Edinburgh and witches haven’t always had the best relationship, thanks to King James VI.
During the reign of King James VI (you’ve probably read his version of the Bible), there was a satanic panic that swept the nation of Scotland. According to King Jimmy, anyone who practiced witchcraft was working for the Devil. This, of course, included women with a knowledge of science and medicine as well as women who suffered from mental illness.
Edinburgh’s witch hysteria ran from the 15th Century through the 18th Century. Those who were accused were generally bound and tossed into Nor’ Loch. If they drowned, they were declared innocent and their name was cleared. But if they had the nerve to survive, they were deemed a witch and burned at the stake. By the 17th Century, most witches were hanged rather than burned. At its height, over 4,000 people were executed as witches between the 1600-1700s (the highest of anywhere in Europe), with the last hanging taking place in 1728.
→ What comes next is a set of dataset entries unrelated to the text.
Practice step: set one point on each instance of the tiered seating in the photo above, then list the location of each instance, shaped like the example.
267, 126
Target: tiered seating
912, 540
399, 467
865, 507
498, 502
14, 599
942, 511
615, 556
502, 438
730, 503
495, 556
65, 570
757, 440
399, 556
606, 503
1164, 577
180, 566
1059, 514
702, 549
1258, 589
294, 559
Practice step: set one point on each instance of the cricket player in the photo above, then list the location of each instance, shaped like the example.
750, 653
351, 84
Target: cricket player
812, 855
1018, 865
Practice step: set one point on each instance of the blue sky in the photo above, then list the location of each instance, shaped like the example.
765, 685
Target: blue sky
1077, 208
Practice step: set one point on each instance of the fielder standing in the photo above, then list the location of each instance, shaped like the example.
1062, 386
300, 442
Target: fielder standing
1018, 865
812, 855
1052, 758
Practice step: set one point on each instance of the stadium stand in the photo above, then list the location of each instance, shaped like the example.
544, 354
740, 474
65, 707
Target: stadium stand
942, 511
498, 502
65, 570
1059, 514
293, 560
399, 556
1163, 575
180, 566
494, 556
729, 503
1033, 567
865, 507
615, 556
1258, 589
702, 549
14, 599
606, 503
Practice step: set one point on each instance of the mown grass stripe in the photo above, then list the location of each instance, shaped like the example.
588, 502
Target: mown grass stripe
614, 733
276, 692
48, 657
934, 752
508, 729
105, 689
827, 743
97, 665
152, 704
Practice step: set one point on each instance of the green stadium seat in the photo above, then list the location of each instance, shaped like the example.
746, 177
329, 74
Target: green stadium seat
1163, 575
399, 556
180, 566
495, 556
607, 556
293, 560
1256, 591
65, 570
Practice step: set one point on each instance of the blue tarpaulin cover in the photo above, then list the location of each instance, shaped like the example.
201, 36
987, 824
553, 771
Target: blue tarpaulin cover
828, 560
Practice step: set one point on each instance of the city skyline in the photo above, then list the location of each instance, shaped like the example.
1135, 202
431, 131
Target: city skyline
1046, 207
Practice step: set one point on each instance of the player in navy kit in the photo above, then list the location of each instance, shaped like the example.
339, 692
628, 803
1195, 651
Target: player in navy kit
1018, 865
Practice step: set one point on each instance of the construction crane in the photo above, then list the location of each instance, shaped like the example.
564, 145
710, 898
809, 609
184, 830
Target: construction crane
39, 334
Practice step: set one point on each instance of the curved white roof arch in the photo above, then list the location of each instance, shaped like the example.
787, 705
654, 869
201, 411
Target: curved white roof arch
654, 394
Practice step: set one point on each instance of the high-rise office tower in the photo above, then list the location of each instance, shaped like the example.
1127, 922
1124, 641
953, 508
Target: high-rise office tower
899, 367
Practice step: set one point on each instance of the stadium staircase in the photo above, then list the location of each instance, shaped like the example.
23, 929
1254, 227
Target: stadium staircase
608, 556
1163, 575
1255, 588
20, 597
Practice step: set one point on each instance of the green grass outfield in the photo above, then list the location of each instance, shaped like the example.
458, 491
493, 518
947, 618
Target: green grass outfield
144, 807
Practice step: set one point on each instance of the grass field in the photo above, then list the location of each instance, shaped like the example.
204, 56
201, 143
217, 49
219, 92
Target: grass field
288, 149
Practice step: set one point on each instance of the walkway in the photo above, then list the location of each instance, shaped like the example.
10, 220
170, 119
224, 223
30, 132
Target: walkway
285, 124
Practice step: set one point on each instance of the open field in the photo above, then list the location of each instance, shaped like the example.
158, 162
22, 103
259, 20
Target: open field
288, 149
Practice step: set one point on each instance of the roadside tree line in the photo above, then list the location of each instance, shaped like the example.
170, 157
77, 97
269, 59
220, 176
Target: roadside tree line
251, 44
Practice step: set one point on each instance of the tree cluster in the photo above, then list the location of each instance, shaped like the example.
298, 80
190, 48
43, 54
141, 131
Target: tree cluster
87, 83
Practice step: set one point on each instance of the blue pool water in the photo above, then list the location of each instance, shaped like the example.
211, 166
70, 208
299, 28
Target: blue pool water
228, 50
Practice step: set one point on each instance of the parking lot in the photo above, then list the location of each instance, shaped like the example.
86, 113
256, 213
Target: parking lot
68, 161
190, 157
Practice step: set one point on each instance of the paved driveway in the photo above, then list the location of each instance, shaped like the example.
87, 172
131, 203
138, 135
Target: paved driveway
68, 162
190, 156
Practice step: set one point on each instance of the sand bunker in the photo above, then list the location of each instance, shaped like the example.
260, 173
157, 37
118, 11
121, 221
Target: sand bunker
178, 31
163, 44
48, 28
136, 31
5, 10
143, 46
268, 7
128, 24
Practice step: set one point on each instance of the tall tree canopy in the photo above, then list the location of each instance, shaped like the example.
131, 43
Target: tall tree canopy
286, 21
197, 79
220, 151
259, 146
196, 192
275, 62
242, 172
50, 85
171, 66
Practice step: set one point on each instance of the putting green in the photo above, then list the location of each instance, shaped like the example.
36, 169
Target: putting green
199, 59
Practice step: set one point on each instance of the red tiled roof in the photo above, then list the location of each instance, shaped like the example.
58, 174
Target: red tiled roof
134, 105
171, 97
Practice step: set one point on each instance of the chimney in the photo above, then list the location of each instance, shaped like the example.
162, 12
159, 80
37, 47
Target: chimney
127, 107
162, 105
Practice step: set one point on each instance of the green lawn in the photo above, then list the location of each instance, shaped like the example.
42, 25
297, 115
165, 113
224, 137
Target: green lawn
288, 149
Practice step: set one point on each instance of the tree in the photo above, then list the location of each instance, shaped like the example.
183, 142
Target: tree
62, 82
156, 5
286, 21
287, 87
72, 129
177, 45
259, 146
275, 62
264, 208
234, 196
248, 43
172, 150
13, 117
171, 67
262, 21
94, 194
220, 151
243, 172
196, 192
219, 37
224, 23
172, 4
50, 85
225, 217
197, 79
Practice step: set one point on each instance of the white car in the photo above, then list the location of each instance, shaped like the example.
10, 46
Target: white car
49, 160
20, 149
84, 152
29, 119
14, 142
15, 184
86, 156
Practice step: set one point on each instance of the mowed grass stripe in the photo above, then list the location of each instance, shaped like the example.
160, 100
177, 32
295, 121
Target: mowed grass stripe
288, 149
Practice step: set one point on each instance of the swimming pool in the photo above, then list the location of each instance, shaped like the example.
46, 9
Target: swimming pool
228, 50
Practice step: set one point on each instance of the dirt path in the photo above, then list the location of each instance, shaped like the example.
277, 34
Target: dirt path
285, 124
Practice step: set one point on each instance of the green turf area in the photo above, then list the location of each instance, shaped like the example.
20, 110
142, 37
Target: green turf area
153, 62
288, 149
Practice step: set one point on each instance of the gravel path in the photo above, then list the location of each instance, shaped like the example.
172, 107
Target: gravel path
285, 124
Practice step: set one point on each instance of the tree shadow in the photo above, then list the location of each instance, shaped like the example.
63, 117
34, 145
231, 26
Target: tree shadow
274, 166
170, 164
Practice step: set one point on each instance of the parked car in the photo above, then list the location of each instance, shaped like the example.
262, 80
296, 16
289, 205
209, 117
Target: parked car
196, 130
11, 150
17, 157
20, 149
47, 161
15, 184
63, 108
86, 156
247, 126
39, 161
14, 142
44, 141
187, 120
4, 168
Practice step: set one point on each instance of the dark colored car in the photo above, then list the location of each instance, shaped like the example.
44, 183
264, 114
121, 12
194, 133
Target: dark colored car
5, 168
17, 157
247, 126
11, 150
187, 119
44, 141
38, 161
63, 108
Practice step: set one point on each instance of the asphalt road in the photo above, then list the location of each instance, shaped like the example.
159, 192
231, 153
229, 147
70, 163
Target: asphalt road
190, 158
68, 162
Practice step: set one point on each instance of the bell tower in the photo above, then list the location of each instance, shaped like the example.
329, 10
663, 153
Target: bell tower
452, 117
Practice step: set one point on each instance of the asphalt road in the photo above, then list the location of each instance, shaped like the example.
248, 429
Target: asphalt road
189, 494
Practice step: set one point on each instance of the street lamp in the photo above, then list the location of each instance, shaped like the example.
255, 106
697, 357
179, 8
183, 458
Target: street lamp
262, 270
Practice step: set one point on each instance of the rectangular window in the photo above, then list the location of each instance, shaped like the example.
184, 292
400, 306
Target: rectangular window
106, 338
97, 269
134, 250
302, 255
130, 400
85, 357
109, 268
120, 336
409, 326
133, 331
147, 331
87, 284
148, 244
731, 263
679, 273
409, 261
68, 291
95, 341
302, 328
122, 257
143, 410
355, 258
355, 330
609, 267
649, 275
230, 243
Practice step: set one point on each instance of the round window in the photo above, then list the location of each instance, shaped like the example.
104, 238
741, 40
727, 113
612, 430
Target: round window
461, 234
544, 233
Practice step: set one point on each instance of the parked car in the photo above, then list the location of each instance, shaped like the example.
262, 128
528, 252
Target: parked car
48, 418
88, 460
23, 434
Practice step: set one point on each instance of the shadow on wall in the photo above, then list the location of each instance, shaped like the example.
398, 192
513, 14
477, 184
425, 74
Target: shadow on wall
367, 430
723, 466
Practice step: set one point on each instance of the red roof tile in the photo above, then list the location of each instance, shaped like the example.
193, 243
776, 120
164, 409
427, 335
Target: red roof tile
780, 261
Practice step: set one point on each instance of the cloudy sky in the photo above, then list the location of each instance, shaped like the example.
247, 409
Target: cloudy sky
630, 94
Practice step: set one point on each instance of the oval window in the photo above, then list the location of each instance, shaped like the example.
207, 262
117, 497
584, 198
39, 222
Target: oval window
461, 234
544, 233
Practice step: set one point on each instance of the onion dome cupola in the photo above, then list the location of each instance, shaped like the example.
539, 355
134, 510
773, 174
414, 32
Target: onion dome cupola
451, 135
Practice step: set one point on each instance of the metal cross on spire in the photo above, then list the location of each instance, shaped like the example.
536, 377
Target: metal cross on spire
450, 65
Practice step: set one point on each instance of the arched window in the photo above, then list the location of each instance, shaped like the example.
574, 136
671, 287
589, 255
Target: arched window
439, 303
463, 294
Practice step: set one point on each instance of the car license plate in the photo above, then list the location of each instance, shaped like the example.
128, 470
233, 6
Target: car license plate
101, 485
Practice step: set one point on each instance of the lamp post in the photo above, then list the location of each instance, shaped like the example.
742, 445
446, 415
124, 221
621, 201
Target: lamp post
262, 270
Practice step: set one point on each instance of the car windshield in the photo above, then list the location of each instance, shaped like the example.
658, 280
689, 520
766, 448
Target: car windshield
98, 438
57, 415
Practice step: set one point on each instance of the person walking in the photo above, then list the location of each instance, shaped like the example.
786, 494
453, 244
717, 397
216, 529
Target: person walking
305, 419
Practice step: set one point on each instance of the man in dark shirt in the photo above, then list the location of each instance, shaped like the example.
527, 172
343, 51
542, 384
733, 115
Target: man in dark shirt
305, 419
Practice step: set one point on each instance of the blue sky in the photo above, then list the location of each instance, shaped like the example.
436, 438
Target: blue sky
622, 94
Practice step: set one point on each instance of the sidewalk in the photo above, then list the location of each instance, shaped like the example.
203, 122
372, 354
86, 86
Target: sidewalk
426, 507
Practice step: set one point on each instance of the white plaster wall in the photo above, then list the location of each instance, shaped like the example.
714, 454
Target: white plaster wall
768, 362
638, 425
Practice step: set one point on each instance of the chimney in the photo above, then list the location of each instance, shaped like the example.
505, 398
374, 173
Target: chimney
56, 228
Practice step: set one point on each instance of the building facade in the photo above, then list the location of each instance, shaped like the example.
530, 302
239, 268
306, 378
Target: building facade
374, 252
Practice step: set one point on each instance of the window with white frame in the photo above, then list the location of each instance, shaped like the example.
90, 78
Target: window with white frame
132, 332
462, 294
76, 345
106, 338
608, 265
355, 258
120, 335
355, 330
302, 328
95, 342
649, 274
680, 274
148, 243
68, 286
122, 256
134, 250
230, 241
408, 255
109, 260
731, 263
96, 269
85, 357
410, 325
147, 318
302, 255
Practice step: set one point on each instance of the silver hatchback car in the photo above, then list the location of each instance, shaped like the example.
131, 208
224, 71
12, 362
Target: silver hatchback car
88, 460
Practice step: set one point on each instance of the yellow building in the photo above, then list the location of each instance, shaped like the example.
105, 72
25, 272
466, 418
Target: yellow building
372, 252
Today, all that remains of the accused witches of Edinburgh is the Witches’ Well. Erected in 1894, the well depicts witches and the duality of good and evil, showing that every story has two sides. Medicine, healing, Wicca, gods, goddesses, and Christian symbolism are all entwined to honor the lives of Scotland’s supposed witches.
It’s easy to miss the modest well, even though it is on the very spot where over 300 women were burned as witches. In so many ways, we’ve come so far… and in other ways, we’re still hunting witches.